Living Room
Robert Zemeckis nunca desiste em colocar a tecnologia e os seus experimentos ao serviço da narrativa, mesmo que tais façanhas lhe tragam um dissabor financeiro, mesmo assim o sistema ainda se aposta nele nesta corrida entre estúdios e o alcance das bilheteiras. Comecemos então com o seu novo projeto - “Here” - com base na excepcional graphic novel do artista Richard McGuire (editado em Portugal pela Cavalo de Ferro), obra que posiciona-se num só espaço, um canto que atravessa a pré-história até a uma América ante-colonizada, virando uma sala de estar, a “living room” que o inglês tão bem se adequa.
A narrativa parece estagnar nesses saltos formidáveis entre tempos e prossegue na história de uma família, indicando três gerações, e como já devem ter entendido se mantém rígidos na sua assoalhada. Zemeckis acaba por adaptar fielmente esse estilo dos “quadradinhos”, concretizando um plano fixo prolongado no qual a decora por via de uma estética de conversão e transposição tecnológica, há um artifício notável e notado que desliza ocasionalmente para o seu quê de artificial. Dessa feita são os dinossauros e a sua iminente extinção a abrir o pano do espectáculo, seguindo pelos nativos norte-americanos numa espécie de romance intemporal, dando a vez a uma Guerra Civil para dar um aroma específico de tragédia familiar e o final do século XIX com a aviação enquanto sinal de progresso.

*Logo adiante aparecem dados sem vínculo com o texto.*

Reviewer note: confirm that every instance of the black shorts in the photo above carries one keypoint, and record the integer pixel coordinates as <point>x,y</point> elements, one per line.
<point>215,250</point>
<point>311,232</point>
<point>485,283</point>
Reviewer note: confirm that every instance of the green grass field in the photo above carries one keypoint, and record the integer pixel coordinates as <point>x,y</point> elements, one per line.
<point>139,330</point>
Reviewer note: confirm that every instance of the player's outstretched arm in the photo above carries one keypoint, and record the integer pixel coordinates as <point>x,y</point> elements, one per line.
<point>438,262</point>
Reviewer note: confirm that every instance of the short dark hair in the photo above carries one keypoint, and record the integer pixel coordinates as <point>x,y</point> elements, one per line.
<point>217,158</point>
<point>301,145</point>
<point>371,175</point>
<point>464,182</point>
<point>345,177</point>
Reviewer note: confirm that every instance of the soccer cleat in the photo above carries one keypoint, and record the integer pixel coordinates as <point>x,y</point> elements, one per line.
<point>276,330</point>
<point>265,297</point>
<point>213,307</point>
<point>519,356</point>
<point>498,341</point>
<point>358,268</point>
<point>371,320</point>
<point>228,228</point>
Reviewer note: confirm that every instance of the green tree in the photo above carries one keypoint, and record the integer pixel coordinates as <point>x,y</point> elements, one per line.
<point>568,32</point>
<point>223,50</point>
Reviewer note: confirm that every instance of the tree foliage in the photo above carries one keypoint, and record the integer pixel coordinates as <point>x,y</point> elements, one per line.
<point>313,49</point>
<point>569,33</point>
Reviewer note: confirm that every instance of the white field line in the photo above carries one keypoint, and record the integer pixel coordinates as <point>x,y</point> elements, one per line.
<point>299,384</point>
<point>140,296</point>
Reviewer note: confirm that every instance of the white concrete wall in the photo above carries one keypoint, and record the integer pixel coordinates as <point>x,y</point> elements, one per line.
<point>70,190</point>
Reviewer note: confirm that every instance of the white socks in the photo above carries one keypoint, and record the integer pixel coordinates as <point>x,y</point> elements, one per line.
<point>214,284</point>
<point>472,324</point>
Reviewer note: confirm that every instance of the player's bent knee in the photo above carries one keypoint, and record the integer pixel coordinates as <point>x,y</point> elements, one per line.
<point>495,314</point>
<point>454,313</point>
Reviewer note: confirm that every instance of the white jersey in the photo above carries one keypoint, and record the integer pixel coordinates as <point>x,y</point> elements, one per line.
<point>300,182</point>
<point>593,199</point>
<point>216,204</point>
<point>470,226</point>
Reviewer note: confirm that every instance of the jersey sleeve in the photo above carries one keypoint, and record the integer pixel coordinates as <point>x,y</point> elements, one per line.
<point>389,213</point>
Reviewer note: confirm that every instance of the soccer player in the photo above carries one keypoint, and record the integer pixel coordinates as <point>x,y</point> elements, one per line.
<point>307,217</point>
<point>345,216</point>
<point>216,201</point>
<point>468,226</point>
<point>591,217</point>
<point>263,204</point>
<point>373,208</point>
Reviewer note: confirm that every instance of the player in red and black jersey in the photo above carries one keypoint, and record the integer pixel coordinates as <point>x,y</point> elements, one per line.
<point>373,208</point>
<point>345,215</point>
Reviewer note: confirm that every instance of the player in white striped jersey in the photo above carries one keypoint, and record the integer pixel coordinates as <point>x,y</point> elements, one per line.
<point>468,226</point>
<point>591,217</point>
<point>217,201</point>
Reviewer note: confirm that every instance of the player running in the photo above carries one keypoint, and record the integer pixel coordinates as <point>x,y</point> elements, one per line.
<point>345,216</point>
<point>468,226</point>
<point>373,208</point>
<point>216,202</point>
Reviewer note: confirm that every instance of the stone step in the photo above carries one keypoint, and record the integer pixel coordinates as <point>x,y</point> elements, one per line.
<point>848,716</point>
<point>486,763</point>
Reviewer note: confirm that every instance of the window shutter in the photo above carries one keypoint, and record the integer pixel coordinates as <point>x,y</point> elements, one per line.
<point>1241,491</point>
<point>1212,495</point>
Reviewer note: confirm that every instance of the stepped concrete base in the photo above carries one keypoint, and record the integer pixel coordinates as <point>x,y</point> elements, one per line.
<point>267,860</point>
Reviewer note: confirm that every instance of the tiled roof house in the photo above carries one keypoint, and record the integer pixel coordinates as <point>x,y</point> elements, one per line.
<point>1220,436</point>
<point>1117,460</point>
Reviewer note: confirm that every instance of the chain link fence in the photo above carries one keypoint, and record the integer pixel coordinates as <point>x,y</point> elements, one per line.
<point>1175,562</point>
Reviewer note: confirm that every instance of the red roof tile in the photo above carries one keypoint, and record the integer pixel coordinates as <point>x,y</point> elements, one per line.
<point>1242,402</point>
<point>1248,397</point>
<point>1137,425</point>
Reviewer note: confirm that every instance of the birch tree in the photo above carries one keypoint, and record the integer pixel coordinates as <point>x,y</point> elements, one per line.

“O futuro é o único caminho a seguir”, declara o aspirante a aviador perante a sua esposa desconsolada com a moradia que irão adquirir em conjunto, o filme, por outro lado passeia por esse futuro, contornando, recuando, e incentivando, diminuindo a cadência temporal nas proximidades da nossa contemporaneidade. A narrativa estilhaçada, com pontas geracionais a dialogar com o próximo, indicam a criatividade visual de Zemeckis em apresentar o seu storytelling consoante as regras estabelecidas do tal “plano fixo”, funcionando num teatro de exercícios e virtuosismos. Depois, Zemeckis não deixaria de ser Zemeckis se não existisse esse “bicho carpinteiro” com a tecnologia e as suas possibilidades, Tom Hanks e Robin Wright, o “casal maravilha” de “Forrest Gump” (1994), são as cobaias desse de-aging e aging, da adolescência à velhice, ao serviço de uma fidelidade com os maneirismos e a carne, mesmo que ela nos apresenta em jeito de ”bonecos de cera”.
É o problema destas tecnologias, e o IA prestes a integrar o cardápio dos técnicos, o de nunca transmitir uma verdadeira textura, carnalidade e dimensão, a quem chame facilitismo, neste caso é pura carolice. Porém, não cede ao espalhafato digital porque Zemeckis é um artesão dramático de uma já considerada “velha guarda” em Hollywood, conseguido captar em cada quadro uma carga emocional, como também uma tese submersa ao longo deste joint - somos nada neste universo, indo contra a própria regência da produção. Momentos zeitgeist ali e acolá: George Floyd e o COVID a serem invocados com uma subtileza de génio em historietas anexas, e uma rigidez formal neste metamorfoseado “plano fixo” a revelar o detalhe da sua arquitetura dramatúrgica.
Ficamos felizes com o exercício e a sua ginástica, só que o truque é revelado naquele final consolidador, um travelling mais que spielbergueano a desmascarar a sua sobriedade formal. Robert Zemeckis, o eterno comparsa de Spielberg, cita como sempre citou uma incidência quase capriana, aqui, por exemplo, Tom Hanks a ser uma espécie de George Bailey sem anjos da guarda para o interceder.
Vá … confessemos, este é um dos melhores Zemeckis em muito tempo, mesmo com a sua rigidez e performance tecnológica.